Pain Management Tips for Expecting Mothers
Believe it or not, the labor and delivery world comes with many options, many of which mothers aren’t aware of or forget in the heat of the moment. When it comes to the labor pain and the delivery itself, many new moms assume you only have one or two options, and that’s it. Luckily, there’s a range of options for expecting mothers regarding pain management! If you want a few suggestions on what to do when the time comes around, explore these tips so your delivery won’t be as painful!
Consider the Type of Birth You Want
If you have a strong opinion about the birthing method you prefer, just try and see this through to fruition (perhaps you’ll have a change of heart). Labor and delivery can unfold in various ways (it may very well not go how you expect it to), and as the expecting mother, you’re entitled to design this experience how you deem fit.
When I was pregnant with Chulengo, we took weekly birthing classes to plan for a natural birth. We discovered that he was breech a few weeks before Chulengo’s due date. I tried all of the tricks to try to flip him:
- An external cephalic version (ECV)
- Hanging upside down in a pool
- Lying inverted on an ironing board
- Putting music by my heart + an ice pack near my groin
- All the other exercises recommended for Spinning Babies
Inevitably, I had a c-section to safely deliver Chulengo. While it wasn’t what I had planned, it was the best way to keep Chulengo and me safe and healthy.
Additionally, the type of birth you explore will directly link to the pain management you invest in and have access to. Many believe a water birth is less painful and more feasible for those seeking natural vaginal deliveries without interventions or epidurals. But if you know that you want a medically controlled environment in the trust of your provider and care team, this is where you can explore medically provided pain relief options.
Prepare Your Body For Birth Throughout Pregnancy
Because your body changes so much during pregnancy, trying to maintain good strength and flexibility is essential. A good rule of thumb is that if you were exercising before pregnancy, you could continue the exercise during pregnancy while maintaining proper precautions. Check with your OB to approve of your level of exercise during pregnancy.
I was able to continue OrangeTheory classes until the middle of my pregnancy.
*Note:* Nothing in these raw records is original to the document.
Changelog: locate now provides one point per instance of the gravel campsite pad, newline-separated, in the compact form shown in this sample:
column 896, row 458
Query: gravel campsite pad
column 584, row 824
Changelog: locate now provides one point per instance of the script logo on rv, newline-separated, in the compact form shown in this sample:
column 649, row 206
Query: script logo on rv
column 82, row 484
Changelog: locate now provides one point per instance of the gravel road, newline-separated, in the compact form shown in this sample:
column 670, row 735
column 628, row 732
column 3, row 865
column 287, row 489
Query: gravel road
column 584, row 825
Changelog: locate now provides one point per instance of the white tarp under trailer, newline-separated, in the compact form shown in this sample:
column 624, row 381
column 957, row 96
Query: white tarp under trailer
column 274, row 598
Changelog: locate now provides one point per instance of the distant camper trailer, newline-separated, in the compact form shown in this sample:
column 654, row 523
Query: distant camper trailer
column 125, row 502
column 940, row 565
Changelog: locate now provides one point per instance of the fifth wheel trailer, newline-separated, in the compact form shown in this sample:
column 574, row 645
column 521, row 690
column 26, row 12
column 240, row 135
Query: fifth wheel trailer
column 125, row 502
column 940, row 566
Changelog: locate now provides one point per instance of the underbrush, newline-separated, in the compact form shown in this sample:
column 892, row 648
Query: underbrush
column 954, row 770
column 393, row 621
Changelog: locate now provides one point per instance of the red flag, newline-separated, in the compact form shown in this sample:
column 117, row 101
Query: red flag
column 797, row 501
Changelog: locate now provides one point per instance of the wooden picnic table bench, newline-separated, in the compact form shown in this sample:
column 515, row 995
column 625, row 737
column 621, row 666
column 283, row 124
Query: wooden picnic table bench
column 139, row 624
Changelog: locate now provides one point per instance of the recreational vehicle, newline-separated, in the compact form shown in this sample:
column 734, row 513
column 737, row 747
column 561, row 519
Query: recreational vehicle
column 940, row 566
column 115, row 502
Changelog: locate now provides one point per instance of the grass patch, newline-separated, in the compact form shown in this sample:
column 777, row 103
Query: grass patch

Daily walking and stretches can be helpful. Walking in a pool, swimming, or other light movements can also help your body stay strong and limber to prepare for labor.
As a Physical Therapist, I recommend seeing a Pelvic Floor Therapist throughout pregnancy to help prepare your body for birth. They can give you exercises and breathwork and perform gentle manual techniques to improve your baby’s position and comfort.
Request Medically Provided Relief
When you’re in the birth center or hospital for labor and delivery, you have the unique opportunity to speak with those overseeing your care about pain levels as they occur and management tips. They may offer an epidural or spinal block. Still, you can also explore practical intravenous alternatives if this feels intense or the needle is intimidating (don’t worry, it’s normal if you’re not a fan of them—me neither).
It’s worth noting that an intravenous alternative such as acetaminophen or other opioids may only take the edge off active labor contractions, and you may still experience a great deal of discomfort. To be safe though, speak with your provider beforehand and devise a plan before giving birth.
Practice Breathing With the Contractions
Throughout pregnancy, you may have heard much talk about breathwork and the importance of learning to breathe correctly. In through your nose and out through your mouth is as simple and effective as possible. Another way to manage the contractions or pain associated with labor is to rely on this technique as you are experiencing a contraction.
Think of a contraction like you’re riding a bike uphill. It comes in slowly. There’s a hard push to the top, then you cruise down the hill and release the pressure. A contraction is similar. It will creep in, strengthen, and ease off after about 45 to 60 seconds. That’s it. Breathe in on your way up the hill and let it all out on your way down. Repeat as each contraction arrives.
Practicing your breathwork throughout pregnancy is one of the best pain management tips for expecting mothers nearing labor. Once you’re in labor, you will want to rely on muscle memory to perform well, so plenty of practice can make for perfect labor.
Every technique you try, and every method you request will work just as it’s intended to. It’s essential to make requests and demands that align with your goals and remember that the pain is temporary. The minute you hold your new baby, the pain may soon shift into heart-throbbing love that will last a lifetime!